5. You'll be redirected to a `localhost:8080` page that says "This site cant be reached". **This is normal and expected.**
6. Copy the **full URL** from your browser's address bar. It will look something like `http://localhost:8080/?state=...&code=...`.
7. Paste this full URL back into the terminal where the script is waiting and press Enter.
8. The script will output your unique **refresh token**.
**Step 2: Update Your `.env` File**
1. Open your `.env` file.
2. Add a new line and paste your refresh token into it.
3. Ensure your file now contains the following (your username and password are no longer needed):
```
REDDIT_CLIENT_ID=your_client_id_from_reddit
REDDIT_CLIENT_SECRET=your_client_secret_from_reddit
REDDIT_USER_AGENT=A custom user agent string (e.g., python:rstat:v1.2)
REDDIT_REFRESH_TOKEN=the_long_refresh_token_string_you_just_copied
```
You can now safely delete the `get_refresh_token.py` script. Your application is now authorized to post on your behalf indefinitely.
### The `post_to_reddit.py` Script
This is the standalone script that finds the most recently generated image and posts it to Reddit using your new authorization.
**Manual Usage:**
* **Post the latest OVERALL summary image to `r/rstat`:**
```bash
python post_to_reddit.py
```
* **Post the latest DAILY image for a specific subreddit:**
```bash
python post_to_reddit.py --subreddit wallstreetbets
```
* **Post the latest WEEKLY image for a specific subreddit:**
```bash
python post_to_reddit.py --subreddit wallstreetbets --weekly
```
### Setting Up the Cron Job
To run the entire pipeline automatically every day, you can use a simple shell script controlled by `cron`.
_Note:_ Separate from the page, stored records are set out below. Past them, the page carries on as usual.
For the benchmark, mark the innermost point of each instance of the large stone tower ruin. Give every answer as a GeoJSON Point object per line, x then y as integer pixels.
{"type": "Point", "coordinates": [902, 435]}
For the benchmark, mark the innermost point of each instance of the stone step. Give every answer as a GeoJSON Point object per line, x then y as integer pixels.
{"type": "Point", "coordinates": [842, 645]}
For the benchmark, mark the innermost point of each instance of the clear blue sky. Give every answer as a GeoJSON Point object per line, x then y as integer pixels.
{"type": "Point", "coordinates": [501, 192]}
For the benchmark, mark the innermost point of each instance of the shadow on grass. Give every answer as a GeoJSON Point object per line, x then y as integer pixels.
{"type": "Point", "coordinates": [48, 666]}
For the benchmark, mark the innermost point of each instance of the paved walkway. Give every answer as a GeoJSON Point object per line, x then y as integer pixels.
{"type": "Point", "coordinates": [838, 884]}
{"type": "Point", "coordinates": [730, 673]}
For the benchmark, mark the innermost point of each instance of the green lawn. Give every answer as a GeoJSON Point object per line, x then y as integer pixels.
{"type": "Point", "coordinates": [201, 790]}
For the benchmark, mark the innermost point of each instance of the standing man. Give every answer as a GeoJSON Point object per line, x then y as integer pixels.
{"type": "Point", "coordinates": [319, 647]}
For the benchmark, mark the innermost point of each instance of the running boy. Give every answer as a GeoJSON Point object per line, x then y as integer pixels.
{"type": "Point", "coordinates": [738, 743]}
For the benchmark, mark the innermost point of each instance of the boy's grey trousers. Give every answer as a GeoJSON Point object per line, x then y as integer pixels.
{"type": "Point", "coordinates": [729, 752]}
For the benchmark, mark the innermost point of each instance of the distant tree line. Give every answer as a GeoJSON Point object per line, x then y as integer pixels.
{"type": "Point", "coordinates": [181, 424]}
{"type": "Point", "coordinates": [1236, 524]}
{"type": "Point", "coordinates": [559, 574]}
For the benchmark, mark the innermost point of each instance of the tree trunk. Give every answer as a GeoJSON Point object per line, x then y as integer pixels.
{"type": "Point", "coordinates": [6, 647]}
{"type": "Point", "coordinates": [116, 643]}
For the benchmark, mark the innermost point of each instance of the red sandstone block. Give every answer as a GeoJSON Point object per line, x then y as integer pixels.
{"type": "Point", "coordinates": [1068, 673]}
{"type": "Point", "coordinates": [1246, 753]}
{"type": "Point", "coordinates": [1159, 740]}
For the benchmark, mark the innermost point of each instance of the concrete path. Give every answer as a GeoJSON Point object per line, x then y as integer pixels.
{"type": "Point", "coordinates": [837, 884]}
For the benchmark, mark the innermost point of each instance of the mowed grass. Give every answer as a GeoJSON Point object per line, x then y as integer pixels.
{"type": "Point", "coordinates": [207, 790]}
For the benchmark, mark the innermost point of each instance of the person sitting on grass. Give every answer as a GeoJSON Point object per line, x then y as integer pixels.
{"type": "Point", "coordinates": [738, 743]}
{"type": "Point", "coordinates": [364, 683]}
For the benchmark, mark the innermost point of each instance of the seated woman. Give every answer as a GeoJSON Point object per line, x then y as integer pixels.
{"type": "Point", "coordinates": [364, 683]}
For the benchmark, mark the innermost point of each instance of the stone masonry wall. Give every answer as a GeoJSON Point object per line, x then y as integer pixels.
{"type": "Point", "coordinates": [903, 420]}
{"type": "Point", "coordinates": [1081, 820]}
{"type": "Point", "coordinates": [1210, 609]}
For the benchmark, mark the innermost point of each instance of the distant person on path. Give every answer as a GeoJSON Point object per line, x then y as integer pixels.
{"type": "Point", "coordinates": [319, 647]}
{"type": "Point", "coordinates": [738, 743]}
**Step 1: Create a Job Script**
Create a file named `run_daily_job.sh` in the root of your project directory.
**`run_daily_job.sh`:**
```bash
#!/bin/bash
# CRITICAL: Navigate to the project directory using an absolute path.
# Replace '/path/to/your/project/reddit_stock_analyzer' with your actual path.
cd /path/to/your/project/reddit_stock_analyzer
# CRITICAL: Activate the virtual environment using an absolute path.
source /path/to/your/project/reddit_stock_analyzer/.venv/bin/activate
echo "--- Starting RSTAT Daily Job on $(date) ---"
# 1. Scrape data from the last 24 hours.
echo "Step 1: Scraping new data..."
rstat --days 1
# 2. Start the dashboard in the background.
echo "Step 2: Starting dashboard in background..."
rstat-dashboard &
DASHBOARD_PID=$!
sleep 10
# 3. Export the overall summary image.
echo "Step 3: Exporting overall summary image..."
python export_image.py --overall
# 4. Post the image to r/rstat.
echo "Step 4: Posting image to Reddit..."
python post_to_reddit.py --target-subreddit rstat
# 5. Clean up by stopping the dashboard server.
echo "Step 5: Stopping dashboard server..."
kill $DASHBOARD_PID
echo "--- RSTAT Daily Job Complete ---"
```
**Before proceeding, you must edit the two absolute paths at the top of this script to match your system.**
**Step 2: Make the Script Executable**
```bash
chmod +x run_daily_job.sh
```
**Step 3: Schedule the Cron Job**
1. Run `crontab -e` to open your crontab editor.
2. Add the following line to run the script every day at 10:00 PM and log its output:
```
0 22 * * * /path/to/your/project/reddit_stock_analyzer/run_daily_job.sh >> /path/to/your/project/reddit_stock_analyzer/cron.log 2>&1
```
Your project is now fully and securely automated.